Ok, technically it began a while ago, but with bits and bobs happening on the personal life front, I haven't really thought much about art for a while...
Actually, it's probably more like I've avoided art...on purpose lol
You know, I'm actually a bit afraid of summer. I've never enjoyed the summer holidays - in school, I was that kid who wanted nothing more than for September to roll around and for the homework to start up again =_= painful, I know, but summer makes me feel lost, like I don't know what to do with myself.
I've got so many projects lined up, so many doodles to sketch out, so many amazing story lines to show to the world...and I never get any of it done. I always say, 'I'll get my pencils out later', or, 'I'll just finish doing (insert mundane pointless task here) first' etc etc. But really, I don't want to have to put pencil to paper and realise that I just can't pull it off.
Because that's what usually happens. When all is said and done, the 'epic idea' always turns out to be not-so-much with the epic. And I know why.
In my class, there are people who love what they're doing so much that I can't even describe it. They work so hard and put so much of themselves into every drawing and frame and idea that when I see them, I wonder what on earth I'm doing. If I woke up tomorrow and could never hold a pencil again, I'm not sure how I'd feel. I honestly don't know if it would bother me. Isn't that awful? How can I do this course without the fierce passion that is so obvious in the people around me?
I mean, look at this blog - when was the last time I updated anything? Even with my Uni blogs - when was the last time I drew something that wasn't required of me?! It's pathetic.

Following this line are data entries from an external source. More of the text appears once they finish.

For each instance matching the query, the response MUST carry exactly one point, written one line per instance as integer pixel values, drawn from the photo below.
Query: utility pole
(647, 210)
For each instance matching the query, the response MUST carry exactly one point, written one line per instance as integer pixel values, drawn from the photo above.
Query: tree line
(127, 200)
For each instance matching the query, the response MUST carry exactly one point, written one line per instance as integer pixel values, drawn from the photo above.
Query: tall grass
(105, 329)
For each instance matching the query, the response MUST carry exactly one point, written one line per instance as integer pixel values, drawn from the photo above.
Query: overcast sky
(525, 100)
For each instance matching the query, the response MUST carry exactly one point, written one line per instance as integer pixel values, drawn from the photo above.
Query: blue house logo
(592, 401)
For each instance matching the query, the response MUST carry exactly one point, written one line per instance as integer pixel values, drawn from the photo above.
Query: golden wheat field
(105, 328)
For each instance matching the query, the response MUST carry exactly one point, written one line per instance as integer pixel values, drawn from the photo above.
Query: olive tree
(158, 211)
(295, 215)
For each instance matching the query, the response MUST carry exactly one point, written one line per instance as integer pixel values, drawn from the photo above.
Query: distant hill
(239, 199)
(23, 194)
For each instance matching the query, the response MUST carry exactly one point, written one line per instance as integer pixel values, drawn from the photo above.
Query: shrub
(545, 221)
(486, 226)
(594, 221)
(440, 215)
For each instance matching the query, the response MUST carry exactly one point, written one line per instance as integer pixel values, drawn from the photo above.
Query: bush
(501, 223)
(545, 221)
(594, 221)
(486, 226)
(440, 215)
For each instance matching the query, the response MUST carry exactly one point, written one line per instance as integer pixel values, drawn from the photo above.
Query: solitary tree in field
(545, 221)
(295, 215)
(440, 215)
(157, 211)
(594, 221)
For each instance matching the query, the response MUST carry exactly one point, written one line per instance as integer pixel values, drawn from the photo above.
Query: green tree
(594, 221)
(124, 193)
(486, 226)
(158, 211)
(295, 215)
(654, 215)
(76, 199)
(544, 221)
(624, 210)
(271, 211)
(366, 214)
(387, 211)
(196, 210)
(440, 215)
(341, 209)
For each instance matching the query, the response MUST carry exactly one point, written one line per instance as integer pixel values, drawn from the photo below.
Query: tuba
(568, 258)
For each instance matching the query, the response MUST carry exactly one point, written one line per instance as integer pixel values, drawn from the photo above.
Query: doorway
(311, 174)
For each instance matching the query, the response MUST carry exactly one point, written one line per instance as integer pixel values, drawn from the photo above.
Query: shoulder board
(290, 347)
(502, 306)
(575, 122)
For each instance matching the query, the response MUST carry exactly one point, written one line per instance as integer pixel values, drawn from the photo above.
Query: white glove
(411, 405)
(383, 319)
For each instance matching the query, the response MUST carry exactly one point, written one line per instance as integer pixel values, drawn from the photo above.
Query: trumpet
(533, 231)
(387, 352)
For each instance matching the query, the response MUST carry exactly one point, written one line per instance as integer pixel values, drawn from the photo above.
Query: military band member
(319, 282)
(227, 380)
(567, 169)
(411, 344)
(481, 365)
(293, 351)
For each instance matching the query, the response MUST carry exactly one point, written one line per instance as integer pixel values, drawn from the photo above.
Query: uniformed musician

There are so many things that inspire me - anyone who knows me knows how much I love reading, and if someone offered me a job tomorrow to just read for the rest of my life, I know I'd take it. But that doesn't mean I don't love animation - I've felt the awe and been moved to laughter and tears, sometimes all at once, by pieces that I was seeing for the first time, or some that I've seen more than I can count. I've been amazed, surprised, excited, felt my heart race or stop in its tracks, often at work done by the people I spend every day with. But I can't be a part of that group, can't say that I stand in line with those people, because I just can't do what they do.
I thought I'd found a place for myself in the possibilities as an 'animation producer', and it certainly seemed a good plan to go forward with. Even now I expect I'll continue along that road, because for me, it's probably the easiest option. Don't get me wrong, there'll be nothing at all easy about it, but it scares me a lot less than the idea of having to stand side by side with my friends and colleagues, with a heart only half full.
And so summer begins - I'm not sure where I'm going or what I'm going to do when I get there. I don't know if I can continue with a career that doesn't set my whole being on fire. But the people there are certainly worth the effort, so I'm hoping that, with a little help, I might find something I want to burn for.